O’Neal continued to be a champion of labor rights for agricultural workers in the state beyond his time in the Assembly. In May 1887, a then elderly O’Neal hosted Hiram Hoover, a white Texan labor organizer, at his home in Milledgeville. Hoover gave two speeches to hundreds of Black agriculture workers, encouraging listeners to strike for a wage of $1.50, triple their customary compensation, and that they should organize. He issued a charter for his integrated union, Cooperative Workingmen, in Milledgeville and charged dues of 55 cents per person.

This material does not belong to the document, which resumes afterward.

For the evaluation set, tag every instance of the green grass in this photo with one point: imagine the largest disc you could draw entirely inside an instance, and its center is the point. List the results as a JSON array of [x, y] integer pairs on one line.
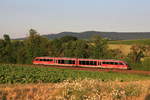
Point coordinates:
[[130, 42], [25, 74]]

The local newspaper (and others throughout the country) picked up the story reporting Hiram Hoover was inciting violence among Black laborers and urging them to demand higher wages and “if what they demanded was not given then to use the torch to the white man’s house.” Whites retaliated against O’Neal, F.F. Boddie (a minister in the African Methodist Church) and Hoover. Hoover was shot while giving a speech at the black Methodist church on the outskirts of Milledgeville by several robed masked men who escaped on horseback and were never arrested. Hoover survived, but according to the June 2, 1887, Kansas Great Bend Register, the right side of his face was badly injured, and he lost an eye. No doctor in the vicinity would treat him.

On May 28, 1887, O’Neal and his family were preparing to move to Macon when a fire was set on their home. Mrs. O’Neal barely escaped.

At the time of the 1870 Census, O’Neal owned 300 in real estate and 100 in personal property. He was 57 and married to Mildred O’Neal, also 57, and they had two children living with them: Peter O’Neal, then 20, and Joel O’Neal, 17. His occupation is listed as “Rep. In Legislature.”